Autre méthode : l'achat d'un arrêt maladie sur internet (moyennant la somme de 30 euros). Un clic, un paiement, et y'a plus qu'à l'imprimer.

Ce faux document est-il détectable ? Pour le savoir, M6 est allée dans les locaux de Medica Europe, le leader de la lutte contre la fraude. Les entreprises ont recours à cette société pour contrôler la validité des arrêts maladie de leurs salariés. Oui, on ne la fait pas à Nathalie (la directrice) et Florence (son bras droit).

Le document obtenu pour moins de 30 euros par le journaliste de Capital ? C'est bien un faux. Après vérification, il s'avère que le nom du médecin qui figure sur le document n'existe pas.

"Insensé", comme dirait Capital. Mais alors, comment stopper ce type de fraudes ? La directrice de cette agence de contrôle a sa petite idée : "Si on arrivait à traiter aussi les arrêts de courte durée, ce serait le top et on arriverait vraiment à baisser le coût de l'absentéisme et le trou de la caisse primaire de l'Assurance maladie au niveau absentéisme." Évidemment ! C'est l'absentéisme des fraudeurs qui creuse le trou de la Sécu. Il faudrait donc renforcer les contrôles : et ça tombe bien, c'est son business.

D'ailleurs en parlant de contrôle, M6 va terminer son reportage en suivant un médecin chargé de repérer les paresseux qui ne veulent pas travailler. Le "docteur Stéphane" rend visite aux salariés en arrêt maladie pour vérifier s'ils sont bien malades.

Ce jour-là, il se rend chez un homme qui souffre du dos. Le temps d'effectuer quelques exercices de contrôle sous l'œil des caméras de M6...

Et le verdict tombe : ce salarié a bien eu raison de s'arrêter. Pas de bol pour Capital

Agent de la CAF et médecin, les bons clients de M6

La fraude à la sécu, c'est vraiment une obsession pour M6. Car voyez-vous, toutes les personnes suivies par Capital, on les a déjà vues sur M6.

Il poursuivait déjà les fraudeurs sur M6 en 2013.

Il y a 10 ans, la chaîne avait diffusé un sujet similaire à celui de cette année dans un numéro de Zone interdite intitulé "Fraudeurs, tricheurs : leurs arnaques nous coûtent des milliards".

A l'époque, la CAF n'avait pas encore créé l'agence d'élite Snffflee, mais ils avaient une nouvelle arme secrète : "un nouveau logiciel".

Et ce n'est pas le seul bon client que M6 a recyclé.

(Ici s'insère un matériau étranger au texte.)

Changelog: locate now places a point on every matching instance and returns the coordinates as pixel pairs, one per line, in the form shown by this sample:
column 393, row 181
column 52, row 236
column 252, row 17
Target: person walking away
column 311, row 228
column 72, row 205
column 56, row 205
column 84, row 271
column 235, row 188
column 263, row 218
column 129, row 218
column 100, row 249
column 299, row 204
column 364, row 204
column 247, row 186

Elles avaient déjà été interrogées dans un autre Zone interdite consacré à... suspense... "la fraude à la sécu".

Et enfin, Stéphane, le médecin qui contrôle les malades qui, pas de bol, sont vraiment malades ? Eh bien devinez quoi ? Il avait déjà eu les honneurs de M6 dans le Zone interdite de l'année dernière.

A l'époque déjà, ses visites n'avaient rien donné, les arrêts de travail étaient justifiés. Vraiment pas de chance pour le docteur Stéphane : que ce soit dans Zone interdite en 2022 ou dans Capital en 2023, il ne tombe que sur de vrais malades. Logique, puisque seuls "10% des arrêts sont abusifs", finit-il par reconnaître. Mauvaise pioche pour les caméras de M6, obnubilées par les fraudeurs.

Et pourtant, aujourd'hui, la chaîne en est persuadée : les faux arrêts maladie, "c'est une des raisons qui expliquent qu'en 10 ans, le nombre d'arrêts de travail a bondi de 30% pour atteindre l'an passé un record : 8,8 millions." Vraiment ? S'il y a effectivement eu une hausse des arrêts de travail ces dernières années (30% en trois ans), ce n'est pas lié à de la fraude, n'en déplaise à M6. Selon différents instituts de prévoyance, cités par Franceinfo et La Voix du Nord, cette hausse de 30% s'explique avant tout par la hausse des "troubles psychologiques", les "problèmes psy" comme le "burn-out" ou la "dépression post-Covid". Des explications totalement ignorées par M6.

Comme le dit la voix off de Capital, "au moment de partir travailler le matin, il y a parfois un doute ou plutôt une baisse de motivation". Un syndrome sans doute constaté parmi les journalistes de la chaîne. Et on peut les comprendre, vu le résultat à l'écran.